As ever, the only weak link is the wobbly human charged with getting to grips with the technology. It surely can't be long before a university offers a course in in-car connectivity. You'd need a PhD to suss out the S600 Maybach.

So relentless is the Maybach's softly spoken assault on your senses that actually driving it could seem like an afterthought. That would be a grave error. Only the S600 will be available in the UK. It's powered by Merc's 6.0-litre, 523bhp, bi-turbo V12, so 62mph is dusted in 5.0 seconds dead, and there's enough mid-range torque to uproot entire forests. Up front, the engine remains a mostly theoretical presence, and the 7spd transmission is an equally unobtrusive partner. All sorts of clever sound insulation tricks have been used to suppress NVH, and it's only if you bury your right foot that you think, "Yep, 12 cylinders." It weighs 2,335kg, but Merc's re-engineering efforts are such that it feels generally un-bargelike. The Rolls Phantom is still the king of making the real world disappear, but the S600 Maybach runs it close. Merc's Magic Body Control, which uses a roof-mounted stereo camera to scan the road ahead and adjust the suspension in advance of surface bobbles, smothers bumps beautifully.

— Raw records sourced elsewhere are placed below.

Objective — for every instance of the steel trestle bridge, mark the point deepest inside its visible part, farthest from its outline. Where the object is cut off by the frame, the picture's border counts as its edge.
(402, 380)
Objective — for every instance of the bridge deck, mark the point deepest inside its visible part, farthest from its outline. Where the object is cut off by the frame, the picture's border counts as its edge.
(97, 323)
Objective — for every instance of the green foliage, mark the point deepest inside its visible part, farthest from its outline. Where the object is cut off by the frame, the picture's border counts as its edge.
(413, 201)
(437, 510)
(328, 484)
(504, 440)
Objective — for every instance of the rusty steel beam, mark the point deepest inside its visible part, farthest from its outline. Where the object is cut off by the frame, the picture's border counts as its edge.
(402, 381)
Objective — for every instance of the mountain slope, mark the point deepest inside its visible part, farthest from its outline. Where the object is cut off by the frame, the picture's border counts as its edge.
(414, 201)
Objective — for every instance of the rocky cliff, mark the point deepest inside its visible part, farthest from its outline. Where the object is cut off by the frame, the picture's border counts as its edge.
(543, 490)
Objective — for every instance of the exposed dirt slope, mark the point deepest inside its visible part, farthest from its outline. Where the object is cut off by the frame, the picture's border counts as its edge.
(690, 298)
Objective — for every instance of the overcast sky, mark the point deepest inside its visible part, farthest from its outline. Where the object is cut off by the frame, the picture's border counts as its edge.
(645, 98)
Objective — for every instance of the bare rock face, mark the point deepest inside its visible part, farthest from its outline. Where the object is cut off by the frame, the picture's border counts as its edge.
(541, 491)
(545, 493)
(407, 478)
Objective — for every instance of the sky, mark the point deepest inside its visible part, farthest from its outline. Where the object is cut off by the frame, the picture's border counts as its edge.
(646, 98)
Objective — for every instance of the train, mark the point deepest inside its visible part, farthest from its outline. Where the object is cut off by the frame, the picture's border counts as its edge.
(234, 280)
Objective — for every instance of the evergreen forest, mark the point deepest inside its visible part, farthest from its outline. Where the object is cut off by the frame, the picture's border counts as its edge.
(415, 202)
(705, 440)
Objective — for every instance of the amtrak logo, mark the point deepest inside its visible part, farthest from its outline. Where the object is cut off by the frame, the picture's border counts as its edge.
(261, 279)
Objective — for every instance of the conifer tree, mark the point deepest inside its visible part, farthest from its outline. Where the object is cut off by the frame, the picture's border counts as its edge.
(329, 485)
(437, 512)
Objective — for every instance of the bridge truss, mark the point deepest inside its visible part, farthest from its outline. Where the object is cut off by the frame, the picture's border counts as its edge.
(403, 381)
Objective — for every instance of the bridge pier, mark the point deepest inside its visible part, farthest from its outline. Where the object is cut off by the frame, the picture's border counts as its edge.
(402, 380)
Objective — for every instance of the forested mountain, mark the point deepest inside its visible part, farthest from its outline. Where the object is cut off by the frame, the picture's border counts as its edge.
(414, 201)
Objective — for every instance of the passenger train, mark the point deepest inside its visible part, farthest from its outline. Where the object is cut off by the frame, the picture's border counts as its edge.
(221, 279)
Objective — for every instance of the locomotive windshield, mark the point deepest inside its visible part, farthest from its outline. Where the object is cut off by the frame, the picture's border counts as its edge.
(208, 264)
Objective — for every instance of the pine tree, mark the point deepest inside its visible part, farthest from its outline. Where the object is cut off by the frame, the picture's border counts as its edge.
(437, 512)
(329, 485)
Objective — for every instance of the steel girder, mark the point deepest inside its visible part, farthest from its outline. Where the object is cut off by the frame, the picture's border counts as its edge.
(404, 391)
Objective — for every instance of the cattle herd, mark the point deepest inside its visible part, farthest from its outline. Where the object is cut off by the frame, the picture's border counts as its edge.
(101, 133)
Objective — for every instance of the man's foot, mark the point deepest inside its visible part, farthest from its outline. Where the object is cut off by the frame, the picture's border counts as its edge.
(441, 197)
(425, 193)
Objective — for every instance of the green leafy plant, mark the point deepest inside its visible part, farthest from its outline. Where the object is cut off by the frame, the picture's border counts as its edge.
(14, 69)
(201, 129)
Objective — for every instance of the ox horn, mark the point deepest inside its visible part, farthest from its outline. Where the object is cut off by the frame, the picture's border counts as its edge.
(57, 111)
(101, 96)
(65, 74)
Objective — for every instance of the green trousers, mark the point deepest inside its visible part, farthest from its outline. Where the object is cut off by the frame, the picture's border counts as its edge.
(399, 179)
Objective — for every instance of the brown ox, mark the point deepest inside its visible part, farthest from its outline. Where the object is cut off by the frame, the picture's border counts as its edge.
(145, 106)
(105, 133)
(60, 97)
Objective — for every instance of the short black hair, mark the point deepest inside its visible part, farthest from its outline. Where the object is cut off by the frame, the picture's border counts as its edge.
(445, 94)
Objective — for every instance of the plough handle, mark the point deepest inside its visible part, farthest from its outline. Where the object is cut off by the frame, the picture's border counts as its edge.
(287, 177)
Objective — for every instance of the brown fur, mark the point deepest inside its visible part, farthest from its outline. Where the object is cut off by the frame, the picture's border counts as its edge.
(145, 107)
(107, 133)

Merc expects most Maybachs to go to China, with the Middle East, Russia and the US close behind. As statement cars go, it's difficult to see what else you could expect from a super-limo, and though the Maybach S600 could never fly under the radar exactly, nor does it have the alarm bells clanging at the taste police's HQ. Post 2008, that's probably no bad thing. Incredibly, at £165,700 it's also almost good value. One of these and an AMG S63 Coupe for the same money as a Phantom? It's one of those pointlessly entertaining dilemmas.